Il est à noter que l’âge de départ en retraite à taux plein, donc sans décote, pour ceux qui n’auraient pas cotiser 43 années reste fixé à 67 ans.
 

Durée de corisation portée à 43 ans :

La deuxième mesure importante, mais moins commentée, est la durée de cotisation qui passe à 43 ans au lieu de 42 ans pour bénéficier d’une retraite à taux plein.

Cela correspond à une accélération de la réforme dite « Touraine » qui prévoyait cet allongement seulement en 2035.

Le dispositif appelé « carrière longue » reste en vigueur. Il est adapté de la manière suivante :

Les salariés ayant commencé à travailler avant 16 ans partiront à 58 ans. Ceux ayant débuté entre 16 et 18 ans partiront à 60 ans et ceux qui ont commencé entre 18 et 20 ans partiront à partir de 62 ans.

De plus un amendement a introduit une possibilité pour ceux ayant débuté entre 20 et 22 ans de partir à 63 ans.
 

Ce qui change pour les femmes :

L’âge de départ en retraite repoussé à 64 ans ne connaît pas de genre… On ne peut pas dire à proprement parler qu’elles sont défavorisées. Les 8 trimestres dont elles bénéficient par enfant restent acquis. Elles bénéficient également d’une surcote de 5% à 64 ans dès lors qu’elles auront une carrière complète à 63 ans.
 

Mesures concernant les seniors :

Le Compte Professionnel de Prévention (C2P) permettra de mieux prendre en compte des facteurs de risque comme le travail de nuit, la polyexposition, les charges lourdes, les postures pénibles, etc.

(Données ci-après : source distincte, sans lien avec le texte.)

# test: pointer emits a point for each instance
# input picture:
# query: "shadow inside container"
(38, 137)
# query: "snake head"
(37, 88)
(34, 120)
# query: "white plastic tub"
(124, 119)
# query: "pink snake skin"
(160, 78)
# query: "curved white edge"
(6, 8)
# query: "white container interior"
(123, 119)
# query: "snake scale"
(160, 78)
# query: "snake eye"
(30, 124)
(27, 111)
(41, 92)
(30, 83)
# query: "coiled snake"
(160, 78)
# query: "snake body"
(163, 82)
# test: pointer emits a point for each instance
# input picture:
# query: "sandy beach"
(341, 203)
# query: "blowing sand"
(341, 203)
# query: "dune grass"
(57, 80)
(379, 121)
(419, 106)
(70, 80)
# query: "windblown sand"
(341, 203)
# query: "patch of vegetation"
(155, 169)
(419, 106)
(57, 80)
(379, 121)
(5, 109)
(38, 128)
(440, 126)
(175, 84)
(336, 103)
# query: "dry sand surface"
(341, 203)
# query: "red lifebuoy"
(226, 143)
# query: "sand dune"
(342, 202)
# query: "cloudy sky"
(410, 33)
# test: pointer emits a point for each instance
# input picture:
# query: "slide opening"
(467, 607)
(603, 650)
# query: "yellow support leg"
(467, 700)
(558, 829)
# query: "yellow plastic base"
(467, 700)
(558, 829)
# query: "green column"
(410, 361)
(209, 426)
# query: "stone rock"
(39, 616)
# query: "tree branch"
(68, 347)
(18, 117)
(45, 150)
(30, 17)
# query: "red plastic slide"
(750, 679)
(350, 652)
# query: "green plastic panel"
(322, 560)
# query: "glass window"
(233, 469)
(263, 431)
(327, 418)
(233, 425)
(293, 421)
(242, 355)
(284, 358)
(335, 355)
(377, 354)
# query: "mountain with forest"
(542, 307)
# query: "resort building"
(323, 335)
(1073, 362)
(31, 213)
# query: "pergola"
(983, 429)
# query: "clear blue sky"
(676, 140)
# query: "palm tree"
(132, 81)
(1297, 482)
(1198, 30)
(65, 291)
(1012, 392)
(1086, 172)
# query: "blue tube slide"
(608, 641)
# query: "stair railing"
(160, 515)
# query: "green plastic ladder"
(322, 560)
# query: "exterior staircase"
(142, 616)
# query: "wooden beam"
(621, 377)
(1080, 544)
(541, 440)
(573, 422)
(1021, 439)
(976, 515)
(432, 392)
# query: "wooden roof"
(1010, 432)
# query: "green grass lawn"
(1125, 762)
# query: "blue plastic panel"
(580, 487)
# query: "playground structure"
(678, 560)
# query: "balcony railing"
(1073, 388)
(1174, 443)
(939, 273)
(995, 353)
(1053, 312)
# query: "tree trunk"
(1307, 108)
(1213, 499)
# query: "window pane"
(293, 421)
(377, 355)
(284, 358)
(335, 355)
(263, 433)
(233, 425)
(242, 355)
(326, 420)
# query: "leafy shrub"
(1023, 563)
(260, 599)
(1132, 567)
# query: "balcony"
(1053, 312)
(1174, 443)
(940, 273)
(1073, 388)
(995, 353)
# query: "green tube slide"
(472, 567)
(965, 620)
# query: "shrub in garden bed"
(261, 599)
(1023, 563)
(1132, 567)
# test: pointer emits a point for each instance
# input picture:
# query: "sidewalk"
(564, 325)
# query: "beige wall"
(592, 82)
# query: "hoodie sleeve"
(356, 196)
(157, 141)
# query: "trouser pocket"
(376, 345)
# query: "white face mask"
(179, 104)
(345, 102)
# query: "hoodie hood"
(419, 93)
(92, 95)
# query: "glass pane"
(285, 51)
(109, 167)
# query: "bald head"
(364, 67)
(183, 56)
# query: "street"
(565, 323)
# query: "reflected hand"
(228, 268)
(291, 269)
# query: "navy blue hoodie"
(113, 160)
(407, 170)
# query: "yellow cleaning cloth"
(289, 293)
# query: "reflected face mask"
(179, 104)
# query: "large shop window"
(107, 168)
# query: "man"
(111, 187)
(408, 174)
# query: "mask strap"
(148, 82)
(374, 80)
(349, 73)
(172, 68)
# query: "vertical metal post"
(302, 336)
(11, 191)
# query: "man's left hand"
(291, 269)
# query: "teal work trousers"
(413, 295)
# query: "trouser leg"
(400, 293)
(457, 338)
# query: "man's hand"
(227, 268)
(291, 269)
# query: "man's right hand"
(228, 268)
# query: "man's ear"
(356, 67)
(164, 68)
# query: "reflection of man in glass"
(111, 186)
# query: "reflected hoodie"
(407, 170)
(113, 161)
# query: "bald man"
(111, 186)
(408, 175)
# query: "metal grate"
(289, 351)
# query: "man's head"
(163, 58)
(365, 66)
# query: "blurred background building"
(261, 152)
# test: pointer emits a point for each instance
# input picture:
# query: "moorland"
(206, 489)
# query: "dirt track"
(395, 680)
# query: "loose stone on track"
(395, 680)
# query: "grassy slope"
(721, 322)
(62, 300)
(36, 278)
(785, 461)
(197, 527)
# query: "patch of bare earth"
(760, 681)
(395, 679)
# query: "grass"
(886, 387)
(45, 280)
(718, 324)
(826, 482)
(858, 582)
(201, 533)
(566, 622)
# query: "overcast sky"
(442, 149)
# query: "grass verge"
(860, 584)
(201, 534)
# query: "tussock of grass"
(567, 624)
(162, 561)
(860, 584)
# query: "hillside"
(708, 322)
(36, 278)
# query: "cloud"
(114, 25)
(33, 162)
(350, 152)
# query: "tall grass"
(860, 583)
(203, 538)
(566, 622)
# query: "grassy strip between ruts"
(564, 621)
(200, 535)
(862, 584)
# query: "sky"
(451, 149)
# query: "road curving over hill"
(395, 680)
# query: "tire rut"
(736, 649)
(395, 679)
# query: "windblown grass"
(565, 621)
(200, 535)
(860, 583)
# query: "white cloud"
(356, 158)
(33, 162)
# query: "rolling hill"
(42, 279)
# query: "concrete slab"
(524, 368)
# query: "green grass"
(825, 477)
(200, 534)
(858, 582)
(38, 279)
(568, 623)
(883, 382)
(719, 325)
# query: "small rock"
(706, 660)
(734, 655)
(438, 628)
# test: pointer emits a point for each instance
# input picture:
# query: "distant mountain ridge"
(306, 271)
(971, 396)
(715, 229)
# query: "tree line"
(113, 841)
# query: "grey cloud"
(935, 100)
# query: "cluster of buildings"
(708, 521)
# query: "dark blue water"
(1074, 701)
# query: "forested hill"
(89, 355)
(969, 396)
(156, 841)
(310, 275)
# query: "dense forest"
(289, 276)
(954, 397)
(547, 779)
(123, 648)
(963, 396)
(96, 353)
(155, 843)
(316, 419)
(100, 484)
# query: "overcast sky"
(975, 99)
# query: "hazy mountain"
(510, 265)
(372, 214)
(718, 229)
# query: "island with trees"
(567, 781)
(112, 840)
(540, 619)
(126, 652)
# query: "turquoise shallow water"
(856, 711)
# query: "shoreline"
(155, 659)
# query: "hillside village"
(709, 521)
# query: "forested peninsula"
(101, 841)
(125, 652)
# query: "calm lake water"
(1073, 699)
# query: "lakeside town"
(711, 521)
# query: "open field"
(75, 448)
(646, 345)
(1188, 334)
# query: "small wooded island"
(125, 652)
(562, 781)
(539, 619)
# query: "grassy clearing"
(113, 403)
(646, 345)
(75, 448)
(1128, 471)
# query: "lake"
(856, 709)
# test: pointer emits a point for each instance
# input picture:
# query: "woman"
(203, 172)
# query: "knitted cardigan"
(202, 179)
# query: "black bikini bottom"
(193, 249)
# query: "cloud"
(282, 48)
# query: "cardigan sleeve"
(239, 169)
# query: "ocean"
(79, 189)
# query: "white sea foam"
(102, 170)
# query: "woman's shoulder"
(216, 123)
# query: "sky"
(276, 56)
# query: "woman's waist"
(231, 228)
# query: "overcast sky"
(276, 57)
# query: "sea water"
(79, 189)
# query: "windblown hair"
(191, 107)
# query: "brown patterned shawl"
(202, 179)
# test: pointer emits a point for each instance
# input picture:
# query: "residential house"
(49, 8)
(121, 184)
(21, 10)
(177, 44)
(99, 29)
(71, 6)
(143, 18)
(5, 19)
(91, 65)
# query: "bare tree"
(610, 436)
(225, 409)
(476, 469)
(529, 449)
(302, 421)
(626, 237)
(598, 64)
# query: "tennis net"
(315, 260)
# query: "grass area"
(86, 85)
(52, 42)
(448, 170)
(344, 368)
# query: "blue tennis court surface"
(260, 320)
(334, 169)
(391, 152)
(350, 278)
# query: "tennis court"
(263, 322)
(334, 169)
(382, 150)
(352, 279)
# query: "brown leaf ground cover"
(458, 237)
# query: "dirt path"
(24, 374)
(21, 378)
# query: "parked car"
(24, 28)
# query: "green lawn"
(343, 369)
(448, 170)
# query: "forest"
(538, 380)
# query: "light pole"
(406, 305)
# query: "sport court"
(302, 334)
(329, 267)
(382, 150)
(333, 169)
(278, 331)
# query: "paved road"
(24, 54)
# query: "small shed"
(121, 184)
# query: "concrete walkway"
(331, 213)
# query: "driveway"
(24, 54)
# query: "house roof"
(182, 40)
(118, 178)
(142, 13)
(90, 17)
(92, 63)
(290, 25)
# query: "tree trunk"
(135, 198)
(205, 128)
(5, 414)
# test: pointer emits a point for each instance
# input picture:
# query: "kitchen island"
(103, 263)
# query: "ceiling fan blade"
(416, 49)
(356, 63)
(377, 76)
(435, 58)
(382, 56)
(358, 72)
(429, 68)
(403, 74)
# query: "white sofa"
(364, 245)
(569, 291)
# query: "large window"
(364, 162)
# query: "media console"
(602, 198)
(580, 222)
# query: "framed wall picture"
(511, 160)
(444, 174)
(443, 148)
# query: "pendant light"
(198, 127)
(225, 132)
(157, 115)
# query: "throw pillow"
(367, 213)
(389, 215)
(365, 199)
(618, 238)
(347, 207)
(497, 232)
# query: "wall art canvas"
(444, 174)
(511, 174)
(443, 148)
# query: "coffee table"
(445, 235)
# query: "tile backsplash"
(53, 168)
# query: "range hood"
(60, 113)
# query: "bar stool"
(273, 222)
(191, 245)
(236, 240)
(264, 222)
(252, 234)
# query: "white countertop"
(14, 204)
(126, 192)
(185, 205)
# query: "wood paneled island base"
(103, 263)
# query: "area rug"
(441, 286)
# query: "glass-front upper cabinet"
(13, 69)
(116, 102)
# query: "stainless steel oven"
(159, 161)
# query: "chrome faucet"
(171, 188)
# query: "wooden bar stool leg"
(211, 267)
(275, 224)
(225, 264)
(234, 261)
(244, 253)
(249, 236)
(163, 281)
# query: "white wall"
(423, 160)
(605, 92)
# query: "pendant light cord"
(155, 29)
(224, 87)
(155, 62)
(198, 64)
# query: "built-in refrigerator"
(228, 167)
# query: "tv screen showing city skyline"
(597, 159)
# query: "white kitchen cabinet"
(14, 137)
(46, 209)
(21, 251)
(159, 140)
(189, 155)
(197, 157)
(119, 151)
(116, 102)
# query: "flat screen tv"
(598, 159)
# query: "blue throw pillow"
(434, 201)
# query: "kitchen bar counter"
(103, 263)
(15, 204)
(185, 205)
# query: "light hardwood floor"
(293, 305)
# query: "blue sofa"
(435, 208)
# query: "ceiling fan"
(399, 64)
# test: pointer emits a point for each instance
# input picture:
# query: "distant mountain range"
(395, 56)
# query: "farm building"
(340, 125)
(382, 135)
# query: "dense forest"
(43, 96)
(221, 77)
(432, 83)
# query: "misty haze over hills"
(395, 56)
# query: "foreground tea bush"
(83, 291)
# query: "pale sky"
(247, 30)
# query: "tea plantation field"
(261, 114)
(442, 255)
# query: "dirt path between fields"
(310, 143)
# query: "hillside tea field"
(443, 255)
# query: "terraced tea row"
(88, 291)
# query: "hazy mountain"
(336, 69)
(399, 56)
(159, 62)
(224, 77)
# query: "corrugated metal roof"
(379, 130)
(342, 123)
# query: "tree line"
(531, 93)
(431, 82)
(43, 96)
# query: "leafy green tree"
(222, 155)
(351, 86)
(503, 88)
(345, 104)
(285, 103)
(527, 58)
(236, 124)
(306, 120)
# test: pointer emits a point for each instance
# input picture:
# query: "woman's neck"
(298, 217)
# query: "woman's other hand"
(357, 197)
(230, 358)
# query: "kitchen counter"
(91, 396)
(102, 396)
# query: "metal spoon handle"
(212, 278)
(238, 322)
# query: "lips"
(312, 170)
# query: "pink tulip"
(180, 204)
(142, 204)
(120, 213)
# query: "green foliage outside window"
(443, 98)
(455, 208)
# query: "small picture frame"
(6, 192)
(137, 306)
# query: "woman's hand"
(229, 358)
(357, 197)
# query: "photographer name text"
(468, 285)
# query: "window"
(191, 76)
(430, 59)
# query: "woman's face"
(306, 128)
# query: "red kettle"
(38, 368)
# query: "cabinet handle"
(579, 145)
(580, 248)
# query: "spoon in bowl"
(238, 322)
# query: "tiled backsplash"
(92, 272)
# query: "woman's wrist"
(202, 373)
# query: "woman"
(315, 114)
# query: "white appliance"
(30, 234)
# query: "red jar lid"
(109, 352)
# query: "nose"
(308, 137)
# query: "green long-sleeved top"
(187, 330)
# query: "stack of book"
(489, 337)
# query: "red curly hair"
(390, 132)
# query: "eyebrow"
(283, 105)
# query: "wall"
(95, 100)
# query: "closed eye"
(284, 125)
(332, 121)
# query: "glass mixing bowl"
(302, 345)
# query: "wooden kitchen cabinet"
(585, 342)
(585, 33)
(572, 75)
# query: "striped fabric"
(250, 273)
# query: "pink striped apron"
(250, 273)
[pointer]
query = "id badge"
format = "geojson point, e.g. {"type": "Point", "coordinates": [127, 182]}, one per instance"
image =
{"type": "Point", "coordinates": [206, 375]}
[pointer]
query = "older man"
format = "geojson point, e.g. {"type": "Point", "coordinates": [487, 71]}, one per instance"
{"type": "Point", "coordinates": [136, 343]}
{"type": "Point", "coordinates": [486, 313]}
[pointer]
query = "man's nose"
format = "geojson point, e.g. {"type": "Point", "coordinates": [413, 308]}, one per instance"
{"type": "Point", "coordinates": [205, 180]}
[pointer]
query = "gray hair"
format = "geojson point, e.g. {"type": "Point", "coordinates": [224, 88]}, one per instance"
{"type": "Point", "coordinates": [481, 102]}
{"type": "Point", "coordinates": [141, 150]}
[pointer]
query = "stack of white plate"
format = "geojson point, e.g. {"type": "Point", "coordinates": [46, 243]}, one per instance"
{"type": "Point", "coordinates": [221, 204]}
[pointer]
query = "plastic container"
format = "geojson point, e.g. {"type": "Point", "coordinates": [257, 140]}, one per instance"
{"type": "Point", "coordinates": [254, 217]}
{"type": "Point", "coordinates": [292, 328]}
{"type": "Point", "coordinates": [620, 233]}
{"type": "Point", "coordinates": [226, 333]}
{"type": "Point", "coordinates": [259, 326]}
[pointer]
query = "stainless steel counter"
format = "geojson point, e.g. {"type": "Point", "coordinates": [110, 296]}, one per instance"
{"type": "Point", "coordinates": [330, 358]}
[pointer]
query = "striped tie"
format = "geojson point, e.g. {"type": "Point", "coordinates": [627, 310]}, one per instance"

Pour augmenter le taux d’emploi des seniors plusieurs mesures sont envisagées :
 
  • Expérimentation d’un CDI senior.
  • Obligation de négocier sur l’emploi des seniors si les indicateurs se détériorent dans les entreprises sur 3 années.
  • Passage à 30 % de la contribution patronale sur les indemnités de rupture conventionnelle.
 

Petites pensions :

La retraite minimale est fixée à 1200 euros par mois correspondant à une carrière complète cotisée au SMIC.
 

Retraite des fonctionnaires :

Les mesures prises pour les salariés concernent l’âge de départ en retraite et le nombre d’années cotisées s’appliquent également aux fonctionnaires.

En revanche le montant du calcul de la retraite se fait toujours sur le traitement des 6 derniers mois.

Pour mémoire concernant les salariés le calcul se décompose comme suit :
 
  • Pour la sécurité sociale vieillesse : sur les 25 meilleures années de salaire limitées au plafond de sécurité sociale (43 992 euros).
  • Pour le régime Agirc / Arrco : en fonction du nombre de points acquis.

Il y a toujours 20 % d’agents actifs ou super actifs (infirmiers, policiers, pompiers, etc…) qui auront une ouverture de droits de retraite anticipée mais cependant repoussée de 2 années : de 52 à 54 ans et de 57 à 59 ans suivant les activités.
 

La disparition des régimes spéciaux :

À partir du 01/09/23 les nouveaux embauchés le seront au titre du régime général, les salariés actuels restant affiliés aux régimes spéciaux au titre de la clause dite du grand père.